Kol. Wojciech Dziedziak (24.01.1933 - 29.08.207), historyk z wykształcenia i z zamiłowania urodził się w Grybowie w powiecie nowosądeckim. Studiował na KUL, oraz na Uniwersytecie Jagiellońskim w Krakowie. W latach 1972 - 1996 był nauczycielem Technikum Górniczego w Jaworznie. Uczył także w innych szkołach w naszym mieście. Miał zaszczytny, na owe czasy, tytuł Profesora Szkoły Średniej. Był uważany powszechnie za najlepszego historyka szkół średnich w Jaworznie. Absolwenci szkół w których uczył, mimo upływu lat, wyrażają się ciągle w superlatywach o swoim byłym profesorze. Był wymagający, ale sympatyczny, przyjazny dla swoich wychowanków, zawsze pełen humoru. Często był nagradzany przez dyrekcje szkół oraz przez władze oświatowe kuratorium oraz MGiE, jako wyróżniający się, można nawet powiedzieć wybitny nauczyciel.

Był także wybitnym działaczem ruchu ludowego, znanym i lubianym lektorem, uczestniczył w wielu zebraniach kół PSL w Jaworznie, bez żadnych gratyfikacji przekazywał wiedzę z zakresu historii polski, ruchu ludowego.

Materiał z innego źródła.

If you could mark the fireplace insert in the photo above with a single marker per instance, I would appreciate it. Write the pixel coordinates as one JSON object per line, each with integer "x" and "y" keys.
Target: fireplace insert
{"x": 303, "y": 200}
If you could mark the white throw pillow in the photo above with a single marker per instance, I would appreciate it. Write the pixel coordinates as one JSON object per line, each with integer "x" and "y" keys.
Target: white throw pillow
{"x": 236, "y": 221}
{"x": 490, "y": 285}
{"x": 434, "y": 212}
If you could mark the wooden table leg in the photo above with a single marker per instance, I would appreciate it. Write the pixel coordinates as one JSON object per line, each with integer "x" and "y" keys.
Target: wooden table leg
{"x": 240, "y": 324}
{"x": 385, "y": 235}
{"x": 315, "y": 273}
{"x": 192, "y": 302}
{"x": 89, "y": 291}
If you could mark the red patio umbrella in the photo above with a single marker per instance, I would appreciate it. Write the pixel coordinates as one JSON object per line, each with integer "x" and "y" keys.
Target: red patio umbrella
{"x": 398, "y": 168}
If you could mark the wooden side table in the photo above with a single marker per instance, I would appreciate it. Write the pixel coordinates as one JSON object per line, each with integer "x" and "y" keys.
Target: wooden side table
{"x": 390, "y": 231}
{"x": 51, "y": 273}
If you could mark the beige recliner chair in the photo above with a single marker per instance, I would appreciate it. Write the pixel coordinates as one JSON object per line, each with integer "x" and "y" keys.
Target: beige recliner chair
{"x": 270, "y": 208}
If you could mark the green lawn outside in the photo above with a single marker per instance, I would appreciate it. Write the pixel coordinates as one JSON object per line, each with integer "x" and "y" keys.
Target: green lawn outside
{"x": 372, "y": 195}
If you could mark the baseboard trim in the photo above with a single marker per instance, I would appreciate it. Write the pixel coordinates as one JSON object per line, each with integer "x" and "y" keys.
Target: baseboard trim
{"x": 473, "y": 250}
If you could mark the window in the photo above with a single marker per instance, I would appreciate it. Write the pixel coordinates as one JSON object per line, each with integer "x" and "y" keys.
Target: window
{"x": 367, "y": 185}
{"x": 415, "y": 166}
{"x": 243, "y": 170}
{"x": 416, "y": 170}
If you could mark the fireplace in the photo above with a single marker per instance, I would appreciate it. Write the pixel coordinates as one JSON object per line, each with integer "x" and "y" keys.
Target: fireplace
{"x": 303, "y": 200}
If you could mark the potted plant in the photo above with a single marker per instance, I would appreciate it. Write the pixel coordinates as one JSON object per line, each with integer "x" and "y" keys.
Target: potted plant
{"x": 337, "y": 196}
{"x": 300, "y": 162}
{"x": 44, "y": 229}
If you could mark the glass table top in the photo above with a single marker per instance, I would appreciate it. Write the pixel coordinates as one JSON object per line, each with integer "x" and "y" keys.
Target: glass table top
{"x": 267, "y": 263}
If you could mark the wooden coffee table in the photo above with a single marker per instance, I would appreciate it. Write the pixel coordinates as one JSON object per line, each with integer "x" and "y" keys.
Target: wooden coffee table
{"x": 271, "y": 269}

Był znany z niezwykle porywających, wręcz płomiennych i patriotycznych okolicznościowych wystąpień, w czasie uroczystości organizowanych przez miasto jak i PSL (tj. święta ludowe, święta państwowe, dożynki,) zawsze zyskując aplauz zgromadzonych. Sięgał do cytatów, posługując się często łaciną, którą dobrze znał. Wybierany często do władz PSL w mieście, przez pewien czas był Prezesem PSL w Jaworznie. Za swoje wybitne zasługi został nagrodzony najwyższym odznaczeniem PSL, Medalem Wincentego Witosa. Przez 4. kadencje był Radnym MRN, nawet vice-przewodniczącym MRN. W 2005 roku otrzymał dyplom honorowy „Za zasługi dla miasta Jaworzna”.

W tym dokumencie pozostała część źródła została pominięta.